First step done in https://github.com/openssl/openssl/pull/24499

@mouse07410 The list of default-active sigalgs is indeed documented in SSL_CONF_cmd(3), though not in a way that it can be written down immediately. Also, it's dependent on the activated providers (as clarified in the PR above just created) which is tedious but a consequence of the dynamic provider concept.

@beldmit Are you aware of a facility within openssl to extract all such (currently registered) algorithm combinations along the lines (but extending to all permitted configurable sigalg combinations) of openssl list -signature-algorithms?

[baentsch]

And another question if I may, @beldmit : Do you know where the semantics of "..." is documented as you used it in your "crypto_policy" example above? When "playing around" with a .cnf file now generated as part of an enhanced oqsprovider generator script, these three dots make a massive difference as to what works and what doesn't.

[beldmit]

@baentsch In Fedora we ship oqsprovider/liboqs and have the corresponding PQ policy. Currently it provides all the algorithms supported by liboqs

[baentsch]

@baentsch In Fedora we ship oqsprovider/liboqs and have the corresponding PQ policy.

Thanks for letting me know, but my question pertains to openssl (config options in general). Should we create a separate discussion item there?

Currently it provides all the algorithms supported by liboqs

So does this mean you disable there all hybrid and composite algs, thus working around this issue by supporting fewer than 64 sigalgs?

[mouse07410]

The list of default-active sigalgs is indeed documented in SSL_CONF_cmd(3), though not in a way that it can be written down immediately.

Which is one of my points - a user would have to figure out how to write them down in a proper form.
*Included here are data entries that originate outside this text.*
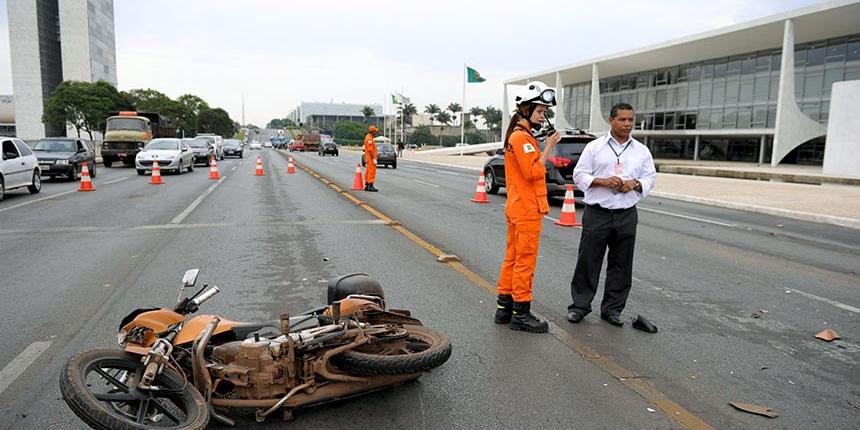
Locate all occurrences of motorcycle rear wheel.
[60,349,209,430]
[334,326,451,375]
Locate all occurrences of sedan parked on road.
[33,137,96,181]
[134,138,194,175]
[484,129,597,196]
[224,139,245,158]
[0,136,42,200]
[181,137,216,166]
[361,143,397,169]
[317,140,340,157]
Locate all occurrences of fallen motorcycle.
[60,269,451,430]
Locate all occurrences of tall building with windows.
[506,1,860,168]
[6,0,117,140]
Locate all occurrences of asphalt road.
[0,150,860,429]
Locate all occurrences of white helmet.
[514,81,555,106]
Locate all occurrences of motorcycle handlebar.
[191,285,221,306]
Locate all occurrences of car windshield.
[33,139,75,152]
[146,140,179,151]
[107,118,146,131]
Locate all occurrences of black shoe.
[600,314,624,327]
[494,294,514,324]
[510,302,549,333]
[567,311,585,324]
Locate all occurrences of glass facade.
[563,33,860,164]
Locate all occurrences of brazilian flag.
[466,66,486,83]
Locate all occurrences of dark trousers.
[567,206,639,315]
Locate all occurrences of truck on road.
[101,111,176,167]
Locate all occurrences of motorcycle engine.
[212,336,295,399]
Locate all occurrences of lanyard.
[606,136,631,163]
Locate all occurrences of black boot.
[495,294,514,324]
[511,302,549,333]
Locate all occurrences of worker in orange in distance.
[364,125,379,193]
[495,81,561,333]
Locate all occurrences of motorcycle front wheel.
[60,349,209,430]
[334,326,451,375]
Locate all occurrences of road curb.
[651,191,860,229]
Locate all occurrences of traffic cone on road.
[472,172,490,203]
[352,163,364,191]
[209,155,221,179]
[254,155,266,176]
[78,161,96,191]
[555,184,582,227]
[149,160,164,185]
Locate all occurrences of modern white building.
[6,0,117,140]
[503,0,860,170]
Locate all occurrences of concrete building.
[6,0,117,140]
[287,102,383,134]
[503,0,860,168]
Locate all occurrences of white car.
[134,138,194,175]
[0,136,42,200]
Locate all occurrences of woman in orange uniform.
[364,125,379,192]
[495,81,561,333]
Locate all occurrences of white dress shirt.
[573,133,657,209]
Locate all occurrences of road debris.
[729,402,778,418]
[815,328,842,342]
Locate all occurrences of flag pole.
[460,63,467,150]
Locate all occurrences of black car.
[33,137,96,181]
[484,129,597,196]
[317,140,340,157]
[224,139,245,158]
[361,143,397,169]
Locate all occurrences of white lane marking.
[0,342,51,394]
[170,176,227,224]
[413,179,442,188]
[102,176,128,185]
[638,207,737,228]
[786,288,860,314]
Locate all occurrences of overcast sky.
[0,0,818,126]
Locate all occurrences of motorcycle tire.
[60,349,209,430]
[333,326,451,376]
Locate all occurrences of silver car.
[134,138,194,175]
[0,136,42,200]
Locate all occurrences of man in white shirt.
[567,103,657,327]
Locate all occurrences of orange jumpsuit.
[364,133,379,184]
[497,120,549,302]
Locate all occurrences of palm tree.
[448,103,463,124]
[424,103,442,126]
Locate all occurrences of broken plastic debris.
[815,328,842,342]
[729,402,778,418]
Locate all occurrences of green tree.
[198,108,233,136]
[424,103,442,125]
[448,103,463,124]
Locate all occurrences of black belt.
[586,205,636,214]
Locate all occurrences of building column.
[770,19,827,167]
[693,134,702,161]
[588,63,609,135]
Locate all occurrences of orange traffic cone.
[472,172,490,203]
[254,155,266,176]
[555,184,582,227]
[352,163,364,191]
[149,160,164,185]
[78,161,96,191]
[209,155,221,179]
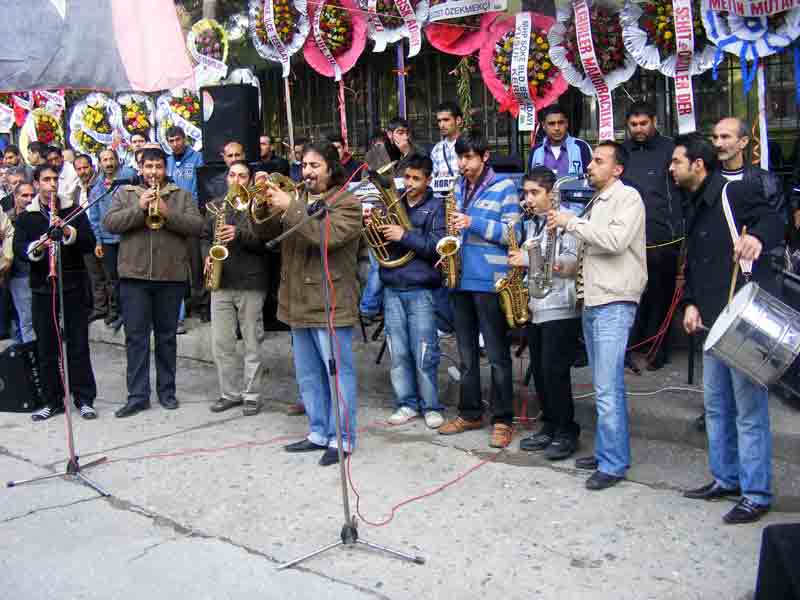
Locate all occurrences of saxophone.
[204,200,230,292]
[436,186,461,290]
[524,175,584,299]
[494,221,530,329]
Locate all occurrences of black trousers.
[120,279,186,404]
[450,292,514,425]
[631,244,680,363]
[103,244,120,317]
[31,285,97,406]
[528,319,581,439]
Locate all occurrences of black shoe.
[114,401,150,419]
[158,398,179,410]
[209,398,242,412]
[722,498,772,525]
[31,404,64,423]
[519,426,553,452]
[89,310,108,323]
[544,435,578,460]
[283,439,327,452]
[586,471,625,490]
[575,456,599,471]
[319,447,350,467]
[683,481,742,500]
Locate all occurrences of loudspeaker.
[200,85,261,163]
[0,342,44,412]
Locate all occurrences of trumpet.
[144,179,167,231]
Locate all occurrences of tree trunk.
[203,0,217,19]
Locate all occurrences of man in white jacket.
[508,166,581,460]
[547,141,647,490]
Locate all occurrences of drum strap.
[722,182,753,281]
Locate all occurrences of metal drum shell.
[703,283,800,386]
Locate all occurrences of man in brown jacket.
[103,148,203,417]
[262,142,361,466]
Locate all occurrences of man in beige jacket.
[547,141,647,490]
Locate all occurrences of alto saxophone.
[204,200,230,292]
[494,221,530,329]
[436,186,461,290]
[524,175,584,299]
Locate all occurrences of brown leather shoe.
[489,423,514,448]
[439,417,483,435]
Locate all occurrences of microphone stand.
[266,195,425,571]
[6,183,123,496]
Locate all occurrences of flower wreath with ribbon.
[702,0,800,94]
[186,19,228,88]
[547,2,636,96]
[19,108,64,164]
[69,92,120,157]
[425,0,506,56]
[479,12,567,125]
[359,0,429,58]
[620,0,716,77]
[250,0,311,77]
[0,92,14,133]
[156,89,203,154]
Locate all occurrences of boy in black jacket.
[14,165,97,421]
[370,155,446,429]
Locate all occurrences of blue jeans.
[292,327,358,452]
[583,302,636,477]
[359,250,383,316]
[383,287,442,412]
[8,275,36,343]
[703,352,772,504]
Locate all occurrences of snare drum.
[703,283,800,392]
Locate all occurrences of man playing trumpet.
[260,142,361,466]
[103,148,204,418]
[201,160,269,416]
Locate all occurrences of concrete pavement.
[0,343,800,600]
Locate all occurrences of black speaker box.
[0,342,43,412]
[200,85,261,163]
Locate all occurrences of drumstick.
[728,225,747,304]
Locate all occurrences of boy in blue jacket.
[370,154,445,429]
[439,133,520,448]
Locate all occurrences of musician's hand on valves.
[219,225,236,244]
[508,250,525,267]
[547,209,572,230]
[450,212,472,231]
[733,233,763,260]
[381,225,406,242]
[683,304,706,335]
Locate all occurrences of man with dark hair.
[528,104,592,177]
[670,134,783,524]
[89,150,134,331]
[547,141,647,490]
[103,148,204,418]
[72,155,108,323]
[323,131,363,183]
[508,165,583,460]
[439,133,520,448]
[14,165,97,421]
[622,102,683,371]
[254,135,291,177]
[202,160,269,416]
[367,154,445,429]
[262,141,361,466]
[431,101,464,188]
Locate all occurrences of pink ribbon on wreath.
[572,0,614,141]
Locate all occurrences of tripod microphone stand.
[6,185,115,496]
[267,195,425,571]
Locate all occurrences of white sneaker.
[387,406,419,425]
[425,410,444,429]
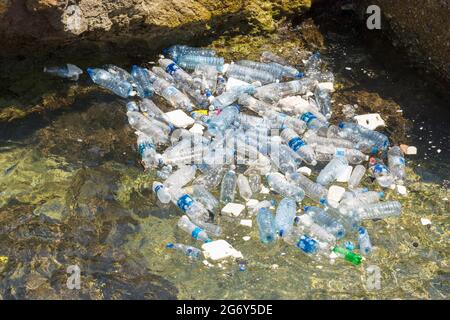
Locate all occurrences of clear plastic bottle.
[177,55,225,72]
[236,174,253,200]
[87,68,136,98]
[316,158,348,186]
[206,105,239,135]
[166,243,202,259]
[348,164,366,189]
[44,63,83,81]
[225,64,277,84]
[164,165,197,188]
[354,201,402,220]
[220,168,237,204]
[358,227,372,256]
[275,198,297,237]
[178,216,211,242]
[256,207,277,244]
[281,128,317,166]
[388,146,406,183]
[304,206,345,239]
[152,181,172,203]
[192,184,219,212]
[131,65,155,98]
[137,132,163,168]
[286,172,328,204]
[266,172,305,202]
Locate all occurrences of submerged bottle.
[87,68,136,98]
[256,207,276,244]
[44,63,83,81]
[275,198,297,237]
[220,169,237,204]
[281,128,317,166]
[178,216,211,242]
[166,243,202,259]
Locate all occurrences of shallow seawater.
[0,17,450,299]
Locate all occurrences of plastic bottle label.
[300,112,317,124]
[177,194,194,212]
[288,137,305,151]
[166,63,180,75]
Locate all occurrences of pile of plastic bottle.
[46,45,405,265]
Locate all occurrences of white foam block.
[202,240,243,260]
[354,113,386,130]
[336,166,353,182]
[222,203,245,217]
[297,167,312,177]
[165,109,195,128]
[189,123,205,134]
[327,186,345,208]
[240,219,253,228]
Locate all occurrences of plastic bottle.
[388,146,406,183]
[44,63,83,81]
[166,243,202,259]
[127,111,170,144]
[152,181,172,203]
[348,164,366,189]
[177,55,225,72]
[206,105,239,135]
[131,65,154,98]
[164,165,197,188]
[87,68,136,98]
[275,198,297,237]
[316,158,348,186]
[281,128,317,166]
[220,168,237,204]
[178,216,211,242]
[256,207,276,244]
[192,184,219,212]
[236,174,253,200]
[137,132,163,168]
[286,172,328,204]
[304,206,345,239]
[163,44,216,60]
[225,64,277,84]
[355,201,402,220]
[266,172,305,202]
[358,227,372,256]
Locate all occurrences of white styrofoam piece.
[406,146,417,155]
[189,123,205,134]
[202,240,243,260]
[327,186,345,207]
[354,113,386,130]
[222,202,245,217]
[165,109,195,128]
[240,219,253,228]
[336,166,353,182]
[317,82,334,92]
[395,184,408,196]
[225,77,250,91]
[297,167,312,177]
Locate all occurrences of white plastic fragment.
[354,113,386,130]
[297,167,312,177]
[165,109,195,128]
[336,166,353,182]
[240,219,253,228]
[202,240,243,260]
[189,123,205,134]
[222,202,245,217]
[406,146,417,155]
[327,186,345,208]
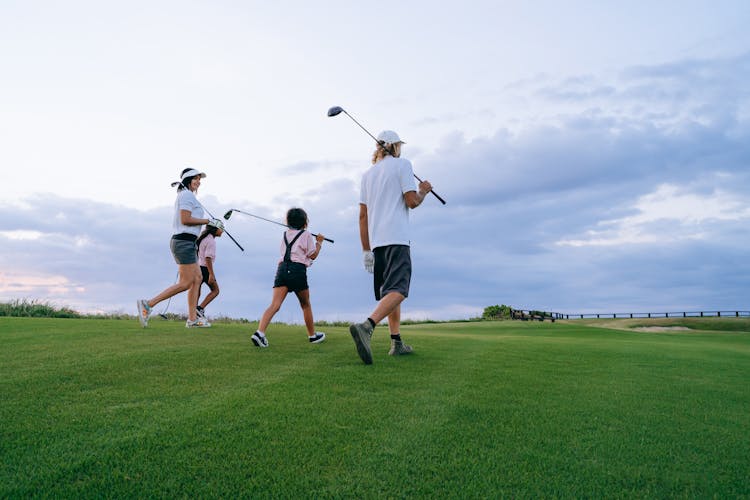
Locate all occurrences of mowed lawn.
[0,318,750,498]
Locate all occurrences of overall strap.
[284,229,305,262]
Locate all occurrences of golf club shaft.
[198,201,245,252]
[224,208,333,243]
[341,109,445,205]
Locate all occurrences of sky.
[0,0,750,323]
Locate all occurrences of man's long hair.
[372,142,401,165]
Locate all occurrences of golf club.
[328,106,445,205]
[172,182,245,252]
[224,208,333,243]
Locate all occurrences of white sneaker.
[135,299,151,328]
[307,332,326,344]
[185,318,211,328]
[250,332,268,347]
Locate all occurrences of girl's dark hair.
[286,207,307,229]
[177,168,195,192]
[195,224,219,252]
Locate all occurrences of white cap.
[378,130,406,144]
[180,168,206,181]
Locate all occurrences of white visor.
[180,168,206,181]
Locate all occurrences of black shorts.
[169,234,198,265]
[372,245,411,300]
[273,262,310,292]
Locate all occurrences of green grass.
[0,318,750,498]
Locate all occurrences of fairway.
[0,318,750,498]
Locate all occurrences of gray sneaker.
[388,339,414,356]
[349,321,372,365]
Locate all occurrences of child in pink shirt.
[252,208,326,347]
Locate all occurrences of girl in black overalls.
[252,208,326,347]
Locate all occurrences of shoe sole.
[349,325,372,365]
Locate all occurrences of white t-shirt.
[359,156,417,249]
[172,189,203,236]
[279,229,317,267]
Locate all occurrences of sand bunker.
[633,326,690,332]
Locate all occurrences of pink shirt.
[198,234,216,267]
[279,229,315,267]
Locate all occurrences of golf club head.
[328,106,344,116]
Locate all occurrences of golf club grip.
[414,174,445,205]
[310,233,333,243]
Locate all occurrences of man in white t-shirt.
[349,130,432,365]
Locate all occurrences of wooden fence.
[548,311,750,319]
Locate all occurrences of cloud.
[0,55,750,322]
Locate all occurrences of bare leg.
[188,263,203,321]
[370,292,406,326]
[258,286,289,333]
[148,263,201,312]
[295,288,315,337]
[388,304,401,335]
[198,282,219,309]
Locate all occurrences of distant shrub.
[0,299,81,318]
[482,304,513,320]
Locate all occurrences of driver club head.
[328,106,344,116]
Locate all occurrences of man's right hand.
[362,250,375,274]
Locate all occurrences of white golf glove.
[362,250,375,274]
[208,219,224,229]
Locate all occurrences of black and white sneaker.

I don't think such an expectation is reasonable.

Also, it's dependent on the activated providers (as clarified in the PR above just created) which is tedious but a consequence of the dynamic provider concept.

Which is my other point - we can't get away from dynamic providers (nor do we want to), so the process becomes not merely tedious, but requiring an expert.

I say again - this is a nice theoretic solution that has no room in the ugly practical world.